Across the Roman Empire, a lamp was originally called a ‘lychnus’, from the Greek ‘λυχνος’, with the oldest Roman lamps dating back to the third century BC. During the Roman Empire, it became commonplace to use lamps in funeral ceremonies and for public purposes. Over time, the manufacture of lamps increased, and so did the variation in decoration, which depended mainly on the shape and size of the lamp. Common decorative themes depicted on the discus were entertainment scenes (such as gladiators in combat), common myths, and animals.
In Ancient Roman mythology and culture Sol Invictus, which literally means ‘unconquered sun’, was the official sun god of the later Roman Empire and a patron of soldiers. It is debated whether the cult of Sol Invictus was a continuation of the old Roman god Sol, with Invictus used as an epithet, or was a new cult adopted from the 3rd century AD. Various Emperors, including Aurelian and Constantine, used the image of Sol Invictus on their coinage and other state memorabilia and was recognised as a companion to the Emperor.

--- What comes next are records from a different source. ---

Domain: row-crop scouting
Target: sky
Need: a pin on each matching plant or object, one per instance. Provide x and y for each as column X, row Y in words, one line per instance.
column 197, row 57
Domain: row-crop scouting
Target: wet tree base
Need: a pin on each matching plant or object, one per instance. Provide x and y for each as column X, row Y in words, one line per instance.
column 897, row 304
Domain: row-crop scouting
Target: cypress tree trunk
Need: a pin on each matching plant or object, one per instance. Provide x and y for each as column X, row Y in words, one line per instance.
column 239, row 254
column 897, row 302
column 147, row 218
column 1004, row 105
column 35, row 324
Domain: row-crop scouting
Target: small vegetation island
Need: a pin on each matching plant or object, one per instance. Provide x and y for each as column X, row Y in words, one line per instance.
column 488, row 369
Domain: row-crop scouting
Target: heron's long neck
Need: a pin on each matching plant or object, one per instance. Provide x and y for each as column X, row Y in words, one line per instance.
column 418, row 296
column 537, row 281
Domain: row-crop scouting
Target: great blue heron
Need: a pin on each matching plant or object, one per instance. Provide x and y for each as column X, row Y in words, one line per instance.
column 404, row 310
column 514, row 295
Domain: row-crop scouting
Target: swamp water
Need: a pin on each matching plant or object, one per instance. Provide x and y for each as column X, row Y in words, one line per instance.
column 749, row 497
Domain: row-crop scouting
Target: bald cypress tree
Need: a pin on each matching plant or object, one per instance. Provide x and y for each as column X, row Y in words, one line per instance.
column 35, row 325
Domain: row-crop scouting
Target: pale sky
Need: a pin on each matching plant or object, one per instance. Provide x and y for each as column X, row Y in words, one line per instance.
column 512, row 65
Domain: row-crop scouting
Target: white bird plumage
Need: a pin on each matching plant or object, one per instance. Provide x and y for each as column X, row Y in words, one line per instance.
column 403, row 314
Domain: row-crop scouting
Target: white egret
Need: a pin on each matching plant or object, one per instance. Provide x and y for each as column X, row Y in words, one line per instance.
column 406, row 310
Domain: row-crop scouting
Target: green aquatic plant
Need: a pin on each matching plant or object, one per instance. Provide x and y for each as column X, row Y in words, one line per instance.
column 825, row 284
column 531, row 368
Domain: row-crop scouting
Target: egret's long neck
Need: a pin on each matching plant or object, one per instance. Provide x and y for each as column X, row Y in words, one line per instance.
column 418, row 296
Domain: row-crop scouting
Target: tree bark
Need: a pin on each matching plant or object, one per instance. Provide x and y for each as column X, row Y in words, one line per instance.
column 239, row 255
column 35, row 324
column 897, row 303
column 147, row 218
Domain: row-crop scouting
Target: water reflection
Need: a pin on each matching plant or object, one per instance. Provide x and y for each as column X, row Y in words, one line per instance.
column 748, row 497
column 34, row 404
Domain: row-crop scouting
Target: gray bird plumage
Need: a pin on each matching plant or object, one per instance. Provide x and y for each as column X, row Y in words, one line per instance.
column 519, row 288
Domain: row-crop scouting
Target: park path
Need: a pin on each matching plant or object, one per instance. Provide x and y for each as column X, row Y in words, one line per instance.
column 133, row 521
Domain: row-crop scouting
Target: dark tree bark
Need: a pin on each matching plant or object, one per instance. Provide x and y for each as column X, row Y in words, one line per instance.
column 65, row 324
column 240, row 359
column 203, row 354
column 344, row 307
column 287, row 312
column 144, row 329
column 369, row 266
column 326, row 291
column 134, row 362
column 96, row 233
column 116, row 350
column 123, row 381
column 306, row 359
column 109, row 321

This particular type of lamp is characterised by the foliage design and convex shoulders. It originated in Tunisia, North Africa and can be dated to the 4th and 5th century AD. Lamps that feature a pierced handle, such as this example, can be dated further; to the second half or the end of the fourth century AD. Lamps with a solid handle, tend to be later and date to the first quarter of the 5th century AD.